RAYNHAM, MASS. (WHDH) - They’re finally a family – mom, dad and little Finn.
It took nine years of trying, and 3 months in a Florida hospital, and a crucial contribution from two strangers in Massachusetts.
“It’s funny how things turn out the way that they’re supposed to,” said Jess Hill.
She and her husband, Chris, were trying to conceive and running out of options.
“We had exhausted all of our emotions, all of our finances on fertility treatments,” said Jess.
Jess started searching the internet – trying to find a new way to have the baby they so desperately wanted.
“Embryo adoption popped up on the screen, and i was like, what’s that?” said Jess.

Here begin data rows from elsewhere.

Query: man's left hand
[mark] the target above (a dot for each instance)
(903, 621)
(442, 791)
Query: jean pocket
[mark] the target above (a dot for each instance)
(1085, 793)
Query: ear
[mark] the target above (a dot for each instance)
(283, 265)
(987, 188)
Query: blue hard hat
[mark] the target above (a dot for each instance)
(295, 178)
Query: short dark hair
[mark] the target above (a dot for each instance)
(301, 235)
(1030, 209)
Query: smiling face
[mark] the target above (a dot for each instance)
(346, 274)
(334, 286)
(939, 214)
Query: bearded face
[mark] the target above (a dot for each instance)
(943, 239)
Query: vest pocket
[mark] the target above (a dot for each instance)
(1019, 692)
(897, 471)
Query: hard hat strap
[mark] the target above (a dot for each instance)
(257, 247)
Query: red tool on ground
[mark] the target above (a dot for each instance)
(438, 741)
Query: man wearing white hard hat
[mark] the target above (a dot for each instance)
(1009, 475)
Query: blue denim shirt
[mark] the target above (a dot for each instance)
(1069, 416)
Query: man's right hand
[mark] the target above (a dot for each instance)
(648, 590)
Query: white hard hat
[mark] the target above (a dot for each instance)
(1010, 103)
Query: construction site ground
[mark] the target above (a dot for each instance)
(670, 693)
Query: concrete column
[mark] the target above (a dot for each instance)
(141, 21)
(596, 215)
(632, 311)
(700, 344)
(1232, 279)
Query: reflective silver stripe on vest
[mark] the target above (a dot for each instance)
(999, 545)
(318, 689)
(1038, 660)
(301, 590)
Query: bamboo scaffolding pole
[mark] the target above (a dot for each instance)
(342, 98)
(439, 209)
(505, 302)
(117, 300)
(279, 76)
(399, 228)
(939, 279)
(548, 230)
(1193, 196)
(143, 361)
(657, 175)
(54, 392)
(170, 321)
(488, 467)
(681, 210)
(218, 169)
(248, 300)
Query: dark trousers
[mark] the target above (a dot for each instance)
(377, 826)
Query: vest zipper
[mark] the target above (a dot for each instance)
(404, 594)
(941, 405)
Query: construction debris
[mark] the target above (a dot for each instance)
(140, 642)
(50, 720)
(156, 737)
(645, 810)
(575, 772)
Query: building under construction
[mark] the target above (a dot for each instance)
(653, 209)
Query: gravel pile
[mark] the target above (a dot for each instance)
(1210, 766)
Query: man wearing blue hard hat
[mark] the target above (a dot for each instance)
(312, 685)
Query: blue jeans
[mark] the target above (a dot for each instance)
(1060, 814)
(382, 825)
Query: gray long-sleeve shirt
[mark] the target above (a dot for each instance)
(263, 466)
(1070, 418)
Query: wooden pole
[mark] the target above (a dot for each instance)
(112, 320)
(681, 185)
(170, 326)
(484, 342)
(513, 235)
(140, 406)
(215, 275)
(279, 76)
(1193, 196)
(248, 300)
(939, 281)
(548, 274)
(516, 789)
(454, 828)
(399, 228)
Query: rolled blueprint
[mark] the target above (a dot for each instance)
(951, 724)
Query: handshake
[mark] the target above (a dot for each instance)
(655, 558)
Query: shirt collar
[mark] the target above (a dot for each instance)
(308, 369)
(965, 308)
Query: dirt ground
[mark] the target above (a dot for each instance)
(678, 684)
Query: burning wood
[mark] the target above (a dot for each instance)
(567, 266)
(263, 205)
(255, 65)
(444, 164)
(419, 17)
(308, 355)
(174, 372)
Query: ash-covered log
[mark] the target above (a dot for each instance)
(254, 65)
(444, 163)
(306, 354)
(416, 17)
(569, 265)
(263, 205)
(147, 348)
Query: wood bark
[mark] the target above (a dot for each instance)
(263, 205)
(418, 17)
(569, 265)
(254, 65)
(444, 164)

It’s a way for couples who already have the families they want to share embryos they created during fertility treatments. The frozen, fertilized eggs can suddenly change everything for a couple that hasn’t been able to conceive.
“When we came upon embryo adoption we knew that this was what we were supposed to do,” said Jess.
Jess found a mom who had the power to help make her a mom too.
“We had a lot in common she was very similar to me,” said Kira Moynihan.
Kira and her husband are raising two little girls in Raynham. They used IVF to conceive and had several frozen embryos they were not going to use.
“It’s a very hard thing to think about somebody else raising what is potentially your child so we wanted to be very careful and very cautious which is a hard thing,” said Kira.
In almost no time, the two women formed a bond.
“All of a sudden she wrote me and said, ‘I really feel like we have a connection, would you consider talking to me more about us donating our embryos to you,'” said Jess.
Adopting and donating embryos can be an emotional, complicated and delicate process.
Embryos have to be genetically tested and carefully transported in a frozen state. There are legal forms that need to be signed.
And that adds up. The couple adopting the embryo pays all those bills. And the couple that donates, doesn’t get any money.
“It’s illegal for you to actually sell the embryos,” said Kira.
Embryo adoption led to pregnancy – and finally Finn.
But there were real challenges.
Finn was a preemie – weighing only one pound and two ounces at birth.
“From the beginning, he fought and fought and fought and fought,”
Fighting Finn is his nickname, and we do have a Facebook page for him, and we have gotten messages from all over the country, all over the world.”
Finn is five months old now and thriving.
Biologically he’s the son of Kira and her husband – but Jess and Chris are his mom and dad.
“Kira and her family were always supposed to be what we now consider an extension part of our family,” said Jess.
“For us, it’s just been an amazing thing. I never regret it, not for a day, not for a second. I’m so glad we did it, I’m so glad we found Jess and Chris,” said Kira.
“We not only gained Finn, we gained all of them too,” said Jess.